Shades Off | With the national security law, I’m finally getting a taste of life in a communist country
- Using the law as the main weapon, scores of critics and opposition voices have been silenced, all in the name of ‘patriots’ governing Hong Kong
- Officials’ dedication to enforcing national security is impressive. So why have they been unable to address the city’s deep-rooted problems?
Communist regimes have long fascinated me. My first experience of a communist country was visiting the former Soviet Union as a tourist in 1985. The following year, I joined a seven-city group tour of China from Hong Kong. Laos, Cambodia and Vietnam followed in short order.
My impression at the time was that they were not as developed as their Western counterparts, their governments had a fondness for slogans plastered on giant billboards or blaring from tinny speakers, and some had an affinity for embalming the bodies of their founding fathers and putting them on show for public veneration.
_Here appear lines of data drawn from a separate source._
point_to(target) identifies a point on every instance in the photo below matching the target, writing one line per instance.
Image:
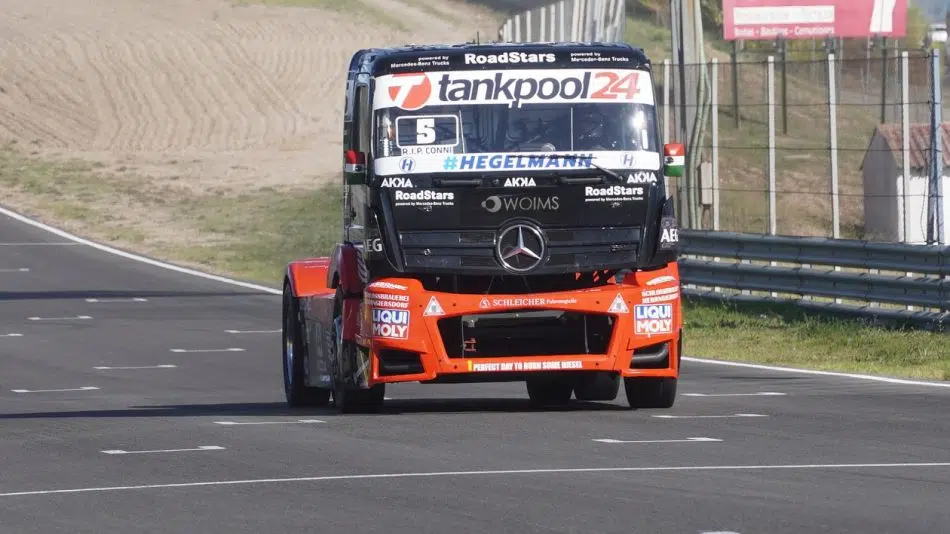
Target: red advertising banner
(813, 19)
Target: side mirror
(354, 166)
(674, 159)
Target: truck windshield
(485, 114)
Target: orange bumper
(399, 317)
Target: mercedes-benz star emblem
(520, 248)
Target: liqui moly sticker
(513, 88)
(392, 324)
(652, 319)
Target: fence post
(667, 86)
(714, 97)
(833, 143)
(936, 159)
(903, 224)
(773, 218)
(938, 147)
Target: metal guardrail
(895, 281)
(568, 20)
(801, 270)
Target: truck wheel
(650, 392)
(597, 386)
(346, 398)
(294, 359)
(549, 390)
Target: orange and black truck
(504, 218)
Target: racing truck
(504, 218)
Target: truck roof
(497, 55)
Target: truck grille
(569, 249)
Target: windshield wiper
(609, 172)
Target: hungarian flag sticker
(674, 156)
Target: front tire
(347, 398)
(295, 359)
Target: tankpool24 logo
(514, 88)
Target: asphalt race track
(186, 431)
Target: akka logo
(410, 91)
(397, 181)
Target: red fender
(345, 269)
(346, 272)
(308, 277)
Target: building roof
(893, 134)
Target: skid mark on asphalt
(500, 472)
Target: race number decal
(427, 134)
(616, 87)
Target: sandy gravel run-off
(218, 94)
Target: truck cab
(505, 218)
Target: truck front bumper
(414, 335)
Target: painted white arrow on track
(297, 422)
(252, 331)
(687, 440)
(133, 299)
(75, 317)
(163, 366)
(201, 448)
(757, 394)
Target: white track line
(75, 317)
(135, 299)
(253, 331)
(273, 291)
(38, 244)
(163, 366)
(196, 449)
(84, 388)
(885, 379)
(297, 422)
(135, 257)
(757, 394)
(461, 474)
(233, 349)
(687, 440)
(708, 416)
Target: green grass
(787, 335)
(252, 236)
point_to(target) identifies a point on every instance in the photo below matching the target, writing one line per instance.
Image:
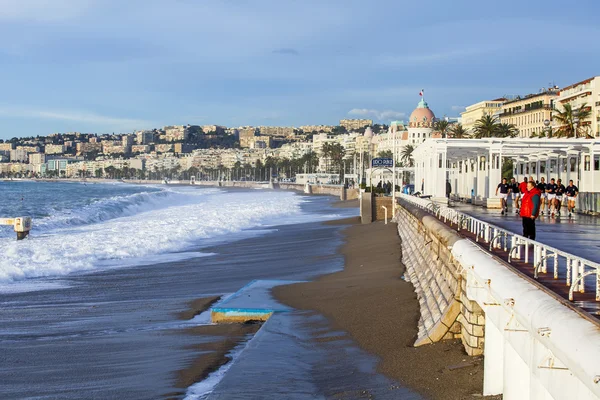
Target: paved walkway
(578, 235)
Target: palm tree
(566, 119)
(326, 153)
(507, 130)
(486, 126)
(458, 132)
(336, 154)
(442, 127)
(385, 154)
(406, 155)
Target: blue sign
(382, 162)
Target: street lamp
(547, 128)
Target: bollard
(21, 225)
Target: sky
(118, 66)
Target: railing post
(574, 273)
(544, 262)
(581, 273)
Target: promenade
(579, 234)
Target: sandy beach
(370, 300)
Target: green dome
(422, 104)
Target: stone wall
(439, 281)
(378, 211)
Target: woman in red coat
(530, 209)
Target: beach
(114, 325)
(370, 300)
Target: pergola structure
(474, 166)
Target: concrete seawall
(536, 345)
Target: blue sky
(116, 66)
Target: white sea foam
(119, 206)
(162, 223)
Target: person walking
(530, 209)
(551, 197)
(560, 191)
(515, 193)
(504, 188)
(541, 186)
(522, 191)
(572, 191)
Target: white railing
(574, 269)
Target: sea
(89, 301)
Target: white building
(420, 124)
(583, 93)
(474, 167)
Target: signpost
(382, 163)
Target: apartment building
(586, 93)
(7, 146)
(353, 124)
(474, 112)
(317, 128)
(84, 147)
(37, 158)
(276, 130)
(54, 149)
(176, 133)
(528, 114)
(144, 137)
(19, 155)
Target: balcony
(525, 110)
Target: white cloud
(433, 57)
(83, 117)
(376, 114)
(43, 10)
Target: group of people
(386, 186)
(531, 197)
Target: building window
(586, 163)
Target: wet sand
(370, 301)
(213, 354)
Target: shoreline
(370, 301)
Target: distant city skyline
(108, 66)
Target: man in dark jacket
(530, 209)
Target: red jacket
(527, 204)
(523, 187)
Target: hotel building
(583, 93)
(528, 114)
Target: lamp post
(547, 128)
(394, 175)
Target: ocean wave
(118, 206)
(170, 223)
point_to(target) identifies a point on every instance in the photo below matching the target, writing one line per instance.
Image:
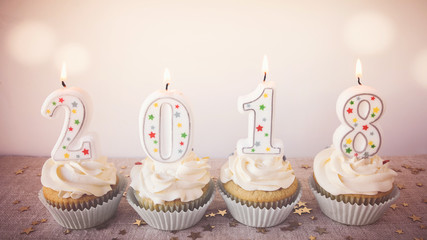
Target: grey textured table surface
(24, 187)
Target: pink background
(117, 52)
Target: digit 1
(73, 123)
(260, 123)
(165, 129)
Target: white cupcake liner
(171, 220)
(352, 214)
(86, 218)
(256, 216)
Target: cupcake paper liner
(352, 214)
(87, 218)
(171, 220)
(259, 216)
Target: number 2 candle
(358, 108)
(259, 104)
(165, 125)
(69, 146)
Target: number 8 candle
(72, 101)
(358, 108)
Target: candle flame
(265, 65)
(358, 69)
(166, 77)
(63, 72)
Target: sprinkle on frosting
(162, 182)
(256, 172)
(338, 174)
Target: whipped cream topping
(162, 182)
(338, 174)
(75, 178)
(257, 172)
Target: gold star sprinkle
(222, 212)
(210, 215)
(194, 235)
(306, 210)
(298, 211)
(28, 230)
(415, 218)
(23, 209)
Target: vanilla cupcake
(346, 187)
(259, 190)
(171, 196)
(81, 193)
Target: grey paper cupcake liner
(171, 220)
(87, 218)
(257, 216)
(352, 214)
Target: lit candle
(259, 104)
(69, 145)
(165, 124)
(358, 107)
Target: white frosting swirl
(75, 178)
(340, 175)
(256, 172)
(162, 182)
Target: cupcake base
(352, 214)
(259, 216)
(87, 218)
(172, 220)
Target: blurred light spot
(76, 57)
(369, 33)
(419, 69)
(30, 42)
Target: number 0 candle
(259, 104)
(358, 108)
(69, 146)
(165, 125)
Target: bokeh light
(30, 42)
(369, 33)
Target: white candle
(165, 125)
(69, 146)
(260, 105)
(358, 108)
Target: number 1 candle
(165, 125)
(358, 108)
(69, 146)
(259, 104)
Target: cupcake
(171, 196)
(352, 191)
(81, 193)
(259, 190)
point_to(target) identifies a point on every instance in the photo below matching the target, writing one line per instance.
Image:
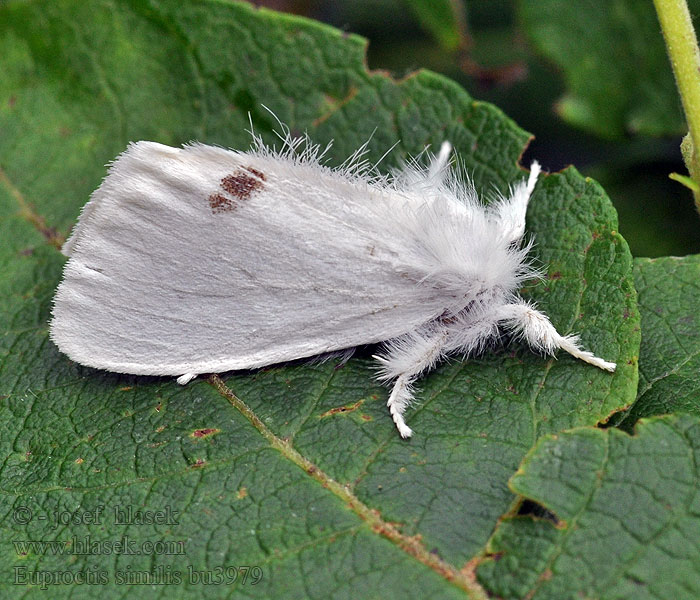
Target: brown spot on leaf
(342, 409)
(200, 433)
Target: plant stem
(682, 45)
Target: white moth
(201, 260)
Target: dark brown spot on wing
(243, 182)
(220, 203)
(238, 185)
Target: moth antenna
(439, 162)
(186, 378)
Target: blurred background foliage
(591, 80)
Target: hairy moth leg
(539, 332)
(404, 360)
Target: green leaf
(295, 469)
(617, 73)
(669, 359)
(625, 512)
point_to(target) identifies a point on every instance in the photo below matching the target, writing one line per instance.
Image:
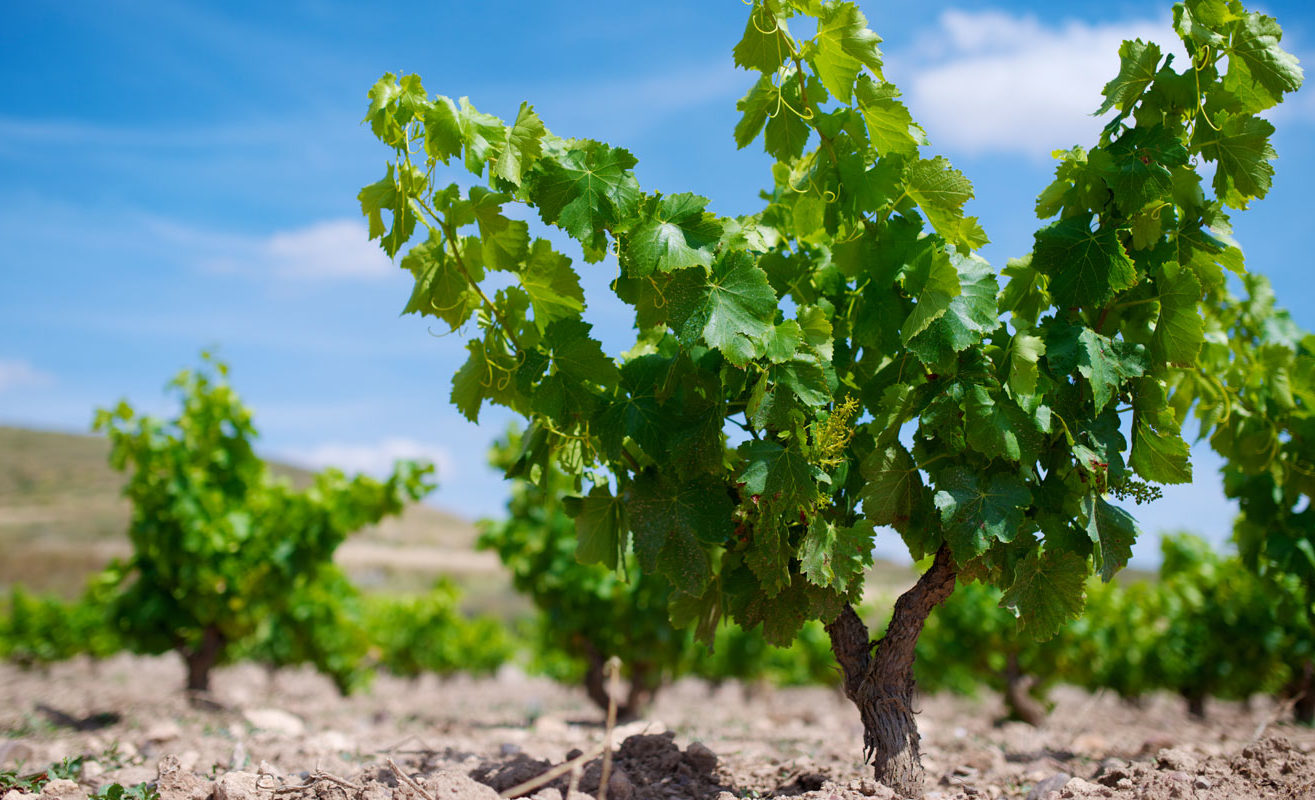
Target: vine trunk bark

I’ve been to mainland China more than a dozen times since that first trip in 1986 and have been mightily impressed by the development, but never experienced first-hand what the politics actually meant for everyday people beyond internet availability and television programming.
Should we have expected the Communist Party’s takeover to be any different? Using a national security law with seemingly no boundaries as the main weapon, scores of critics and opposition voices have, one by one, been silenced, mostly for secession, colluding with foreign forces, subversion or unlawful assembly.